Why Are Communities Taking Over The Insights World?
OK, let’s start with a clarification, when I say taking over the world, I mean they seem to be everywhere (like Starbucks or Uber) not that they have become masters of the world (as in War of the Worlds or Invasion of the Body Snatchers).
For the last few years the GreenBook GRIT report has reported that, along with mobile surveys, research communities are the most widely adopted new research approach – making them more mainstream than new. This year’s ESOMAR Global Market Research Report shows that research communities account for about 5% of total global market research spend – that’s one dollar out of every twenty, and my own experience with most service brands, IT and information companies, most retailers, most media companies and many manufacturers is that in many verticals, using one or more research communities is the norm.
Why?
Why in a little over ten years have research communities gone from innovative idea to almost being ubiquitous? That is the topic of a webinar I am taking part in on December 14 with Dan Fleetwood of QuestionPro (click here to find out more), but here are a few thoughts.

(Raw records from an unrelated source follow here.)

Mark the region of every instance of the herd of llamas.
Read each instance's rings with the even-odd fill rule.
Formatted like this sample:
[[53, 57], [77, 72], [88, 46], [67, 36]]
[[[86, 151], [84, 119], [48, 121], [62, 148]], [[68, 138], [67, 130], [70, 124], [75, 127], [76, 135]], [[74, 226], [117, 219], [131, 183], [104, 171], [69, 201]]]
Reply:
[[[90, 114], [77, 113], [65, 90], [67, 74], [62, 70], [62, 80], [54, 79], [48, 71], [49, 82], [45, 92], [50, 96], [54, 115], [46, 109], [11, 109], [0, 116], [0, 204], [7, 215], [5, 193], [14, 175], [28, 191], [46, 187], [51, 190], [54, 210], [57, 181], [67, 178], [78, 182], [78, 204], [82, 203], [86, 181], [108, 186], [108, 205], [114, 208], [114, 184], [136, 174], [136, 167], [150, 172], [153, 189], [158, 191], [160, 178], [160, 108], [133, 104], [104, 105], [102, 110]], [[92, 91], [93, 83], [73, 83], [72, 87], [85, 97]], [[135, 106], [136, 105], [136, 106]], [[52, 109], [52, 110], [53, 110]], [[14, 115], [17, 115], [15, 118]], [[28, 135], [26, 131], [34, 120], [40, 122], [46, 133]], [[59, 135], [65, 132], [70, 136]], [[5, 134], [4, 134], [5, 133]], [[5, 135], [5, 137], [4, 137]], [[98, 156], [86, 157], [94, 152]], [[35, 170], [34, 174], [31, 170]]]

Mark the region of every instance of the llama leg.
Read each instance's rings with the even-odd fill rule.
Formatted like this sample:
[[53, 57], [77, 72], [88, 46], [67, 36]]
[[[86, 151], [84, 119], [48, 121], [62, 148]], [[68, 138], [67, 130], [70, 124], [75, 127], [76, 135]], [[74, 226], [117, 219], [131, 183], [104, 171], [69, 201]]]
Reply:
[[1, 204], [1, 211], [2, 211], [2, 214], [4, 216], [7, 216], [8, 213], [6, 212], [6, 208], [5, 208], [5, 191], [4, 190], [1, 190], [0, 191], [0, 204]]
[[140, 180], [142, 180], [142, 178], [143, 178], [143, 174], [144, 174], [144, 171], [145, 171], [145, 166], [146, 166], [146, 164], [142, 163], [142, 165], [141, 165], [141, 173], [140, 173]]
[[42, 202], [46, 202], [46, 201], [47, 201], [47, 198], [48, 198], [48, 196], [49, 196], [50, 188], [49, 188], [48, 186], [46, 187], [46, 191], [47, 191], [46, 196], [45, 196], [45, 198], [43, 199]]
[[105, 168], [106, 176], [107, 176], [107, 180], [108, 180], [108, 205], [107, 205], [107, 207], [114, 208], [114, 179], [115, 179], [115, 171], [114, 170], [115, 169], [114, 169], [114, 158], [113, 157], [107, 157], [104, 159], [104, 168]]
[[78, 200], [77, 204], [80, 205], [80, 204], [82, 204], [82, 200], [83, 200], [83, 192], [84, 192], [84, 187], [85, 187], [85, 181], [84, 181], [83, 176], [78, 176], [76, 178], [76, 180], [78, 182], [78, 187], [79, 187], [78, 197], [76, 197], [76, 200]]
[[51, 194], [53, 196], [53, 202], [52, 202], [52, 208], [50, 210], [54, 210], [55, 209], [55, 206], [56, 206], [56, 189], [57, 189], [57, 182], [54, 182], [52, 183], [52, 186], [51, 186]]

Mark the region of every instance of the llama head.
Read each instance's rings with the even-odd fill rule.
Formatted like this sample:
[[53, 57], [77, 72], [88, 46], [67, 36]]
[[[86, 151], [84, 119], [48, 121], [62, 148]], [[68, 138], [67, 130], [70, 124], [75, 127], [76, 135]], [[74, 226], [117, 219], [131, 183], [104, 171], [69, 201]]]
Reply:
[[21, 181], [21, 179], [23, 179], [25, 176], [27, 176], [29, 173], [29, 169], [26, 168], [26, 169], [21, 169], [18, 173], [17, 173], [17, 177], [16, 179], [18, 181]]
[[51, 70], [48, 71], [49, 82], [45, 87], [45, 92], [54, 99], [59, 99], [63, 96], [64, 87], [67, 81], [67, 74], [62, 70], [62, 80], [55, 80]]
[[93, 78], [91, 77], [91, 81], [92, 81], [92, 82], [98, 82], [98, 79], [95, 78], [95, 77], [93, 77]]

Because it was Possible: Back in 1999 the Cluetrain Manifesto was published and it predicted many of the changes that would happen once we had widespread and largely unfettered access to the Internet. In particular it predicted a transition of power from organisations to citizens (from brands to customers), it predicted new ways of people grouping socially, and it predicted a growth in collaborative approaches. These predictions were not based on people changing, but on what happens when the Internet grows and develops. Research communities would never have existed if they had not been able to piggyback on a change that was impacting the wider society.
Faster and Cheaper: The growth in long-term communities (typically renewed annually with no specific end-date in mind) developed out of the concept of proprietary panels and concepts such as citizen’s juries and lay advisors. The early versions did not have as many options as today’s communities, but they were able to offer faster research (because people had been pre-recruited and pre-profiled) and they were able to offer much lower costs per project – albeit with a higher setup/fixed cost. Faster and cheaper is always going to be winner.
Customer Centricity: Brands have seen their competitive advantages eroded. Few brands are able to offer a product or service that is truly better (i.e. different in ways that matter), few brands have any on-going logistical advantages, and few brands are able to outspend the rest of the market on advertising and marketing. The consequence of the erosions of product and service advantages has been the rise of customer centricity – where customers are seen as the last option for creating and maintaining a competitive edge. For any organisation committed to customer centricity, communities are a natural tool (both short-term and long-term). They say to the customer we want to listen to you, we want to work with you, we want you to be at the heart of our future.
How Much Further Will Communities Go?
As Nobel Prize winner Nils Bohr said “Prediction is very difficult, especially about the future.” – but I will try. I think we will see communities become much larger, with some brands trying to capture their entire customer base as a community. We will see more and more linkages between big data and communities. Big data will provide the measurement; the communities will provide the why and the ability to experiment with alternative futures. I think we will also see a coalescence of marketing and market research – with brand advocacy becoming a specific aim for many communities.
The trend is for most research to be conducted with customers, rather than with the wider market. Some research will always be conducted on the wider market (market measurement, social research, media consumption etc.) But I think we will see, over the next ten years, a shift to something like 70% of all research spend being used to gain insight about existing customers – and I see most of that being conducted via communities.